Abstract:

The Citibike  users have two user types,  including subscribers and customers. Subscribers have long-term(several months or even a year) membership, using citibike very often and paying renting fee monthly while customers make one-off consumption,  relatively  seldom using Citibike and paying for ride every time they use the bike.  Based on the above features of the two user types, I want to figure out whether there is  difference between the two types in term of the using date. 
This project specifically sets the null hypothesis that the ratio of subscribers biking on weekends over subscribers biking on the whole week is the same or higher than the ratio of customers biking over weekends to customers biking on the whole week.  I use the proportion z-test to test the proportions of the two samples, getting z-score= -252.09274 and p-value=0(significance level=0.05).
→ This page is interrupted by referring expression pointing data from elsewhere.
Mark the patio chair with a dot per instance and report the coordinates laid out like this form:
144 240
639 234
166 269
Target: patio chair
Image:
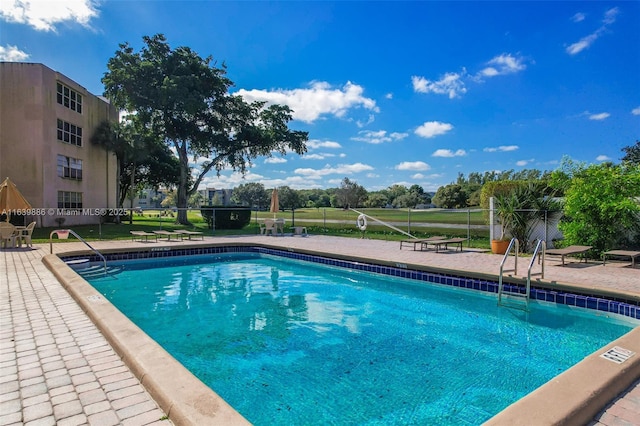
24 235
169 234
7 235
568 251
269 226
191 233
416 241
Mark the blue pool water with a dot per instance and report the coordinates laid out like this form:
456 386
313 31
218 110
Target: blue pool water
285 342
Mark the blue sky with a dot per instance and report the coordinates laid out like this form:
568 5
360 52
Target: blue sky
390 92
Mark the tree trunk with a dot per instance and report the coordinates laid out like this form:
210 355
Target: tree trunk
182 196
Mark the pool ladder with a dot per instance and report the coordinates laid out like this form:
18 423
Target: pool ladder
515 298
63 234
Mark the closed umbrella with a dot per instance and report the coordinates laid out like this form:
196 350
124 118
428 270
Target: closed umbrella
275 203
11 198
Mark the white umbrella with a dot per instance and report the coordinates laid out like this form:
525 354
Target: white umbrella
275 203
11 198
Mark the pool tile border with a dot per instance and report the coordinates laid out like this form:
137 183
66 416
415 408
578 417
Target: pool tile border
627 308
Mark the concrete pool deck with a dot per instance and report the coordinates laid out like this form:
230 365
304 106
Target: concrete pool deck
57 367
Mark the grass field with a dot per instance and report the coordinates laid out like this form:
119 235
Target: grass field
327 221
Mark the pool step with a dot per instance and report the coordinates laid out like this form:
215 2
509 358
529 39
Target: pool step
514 301
98 271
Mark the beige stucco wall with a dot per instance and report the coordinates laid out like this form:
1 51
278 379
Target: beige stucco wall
29 146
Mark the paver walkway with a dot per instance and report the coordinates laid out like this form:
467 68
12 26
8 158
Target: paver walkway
57 368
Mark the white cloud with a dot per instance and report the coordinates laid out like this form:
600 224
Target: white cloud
586 41
413 165
430 129
12 54
315 143
377 137
503 64
502 148
45 15
523 163
341 169
578 17
275 160
318 99
447 153
318 156
450 84
370 120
Since p-value is 0, the alternative hypothesis could be accepted that  the ratio of subscribers biking on weekends over subscribers biking on the whole week is lower than the ratio of customers biking over weekends to customers biking on the whole week.   

Introduction:

Citibike is a privately owned public bicycle sharing system serving New York City and Jersey City, New Jersey.  As of March 2016, the total number of annual subscribers is 163,865. Citibike riders took an average of 38,491 rides per day in 2016. The system reached a total of 50 million rides in October 2017(Wikipedia).  The user types of Citibike are subscribers and customers. I assume that subscribers relatively more rely on Citibike as their transportation tools while customers may usually take advantages of other tools and use Citibike for some special preference. For lots of people, they drive cars or take subways to get to the workplace on weekdays and go for a ride on weekends so that they do not need to be subscriders. So it is interesting to find whether the ratio of  subscribers biking on weekends over subscribers biking on the whole week is lower.

Data:

I use the dataset "201705 Citibike" available from the CUSP data facility(DF). The dataset contains the information about all rides records in New York City on May,2017 and I process the data by jupyter ipython notebook.
Step 1 : Access to the data source and read it and get all the columns of the dataset.